As Sonos has stated time and time again, our intention with litigation against Google is three-fold: first to defend our groundbreaking patented innovations from misappropriation by our competitor; second, to establish a royalty stream for the use of our inventions; and, third and more broadly, to stand up against bad actors who do not hesitate to copy the inventions of smaller companies and pass them off as their own. There are many innovative businesses who have put their heart and soul into inventing unique products that solve problems for and make the lives of consumers better, who cannot afford to take on a company of Google’s size.
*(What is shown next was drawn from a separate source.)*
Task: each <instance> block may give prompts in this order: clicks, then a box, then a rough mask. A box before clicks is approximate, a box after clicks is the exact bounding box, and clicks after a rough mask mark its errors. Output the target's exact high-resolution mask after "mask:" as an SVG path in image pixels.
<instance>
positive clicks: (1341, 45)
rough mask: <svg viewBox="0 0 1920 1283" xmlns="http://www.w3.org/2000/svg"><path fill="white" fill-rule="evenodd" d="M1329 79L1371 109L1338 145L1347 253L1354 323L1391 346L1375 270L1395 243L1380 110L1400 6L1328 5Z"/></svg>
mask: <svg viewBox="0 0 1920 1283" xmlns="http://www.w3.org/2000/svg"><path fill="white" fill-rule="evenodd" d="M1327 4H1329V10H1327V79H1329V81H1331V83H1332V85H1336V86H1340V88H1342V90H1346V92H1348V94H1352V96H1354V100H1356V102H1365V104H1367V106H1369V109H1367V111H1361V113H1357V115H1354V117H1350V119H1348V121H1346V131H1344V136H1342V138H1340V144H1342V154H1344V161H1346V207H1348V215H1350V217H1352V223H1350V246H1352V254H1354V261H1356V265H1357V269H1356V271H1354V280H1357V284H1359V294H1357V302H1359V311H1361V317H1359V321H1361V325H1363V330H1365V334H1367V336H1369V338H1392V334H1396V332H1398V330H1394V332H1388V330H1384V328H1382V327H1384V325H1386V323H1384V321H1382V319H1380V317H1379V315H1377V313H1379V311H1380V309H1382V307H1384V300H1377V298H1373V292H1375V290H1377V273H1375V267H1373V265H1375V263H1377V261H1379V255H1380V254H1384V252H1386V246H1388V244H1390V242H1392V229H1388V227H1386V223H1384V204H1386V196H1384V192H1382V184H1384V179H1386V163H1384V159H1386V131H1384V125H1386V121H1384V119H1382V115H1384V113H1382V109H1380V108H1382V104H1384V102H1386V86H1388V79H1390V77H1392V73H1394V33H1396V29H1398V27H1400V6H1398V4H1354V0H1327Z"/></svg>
Sonos has been the primary innovator in the wireless home audio category. To date, we have proven that Google — a latecomer — has infringed on our invention of foundational customer experiences including setting up and syncing speakers, as well as other important features like group volume and stereo pairing. Google, for its part, has retaliated against us by claiming we infringe their patents, suing in Germany, France, the Netherlands and Canada and twice in the International Trade Commission. Google has lost every case.
The patent system is in need of reform. But the real problem that needs to be solved is that it allows behemoths like Google to copy the inventions of smaller companies, produce copycat products, and sell them at or below cost by cross-subsidizing them from their monopoly business lines, knowing how hard it is to hold them accountable through litigation.
We remain confident we will continue to prevail in our efforts against Google’s infringement.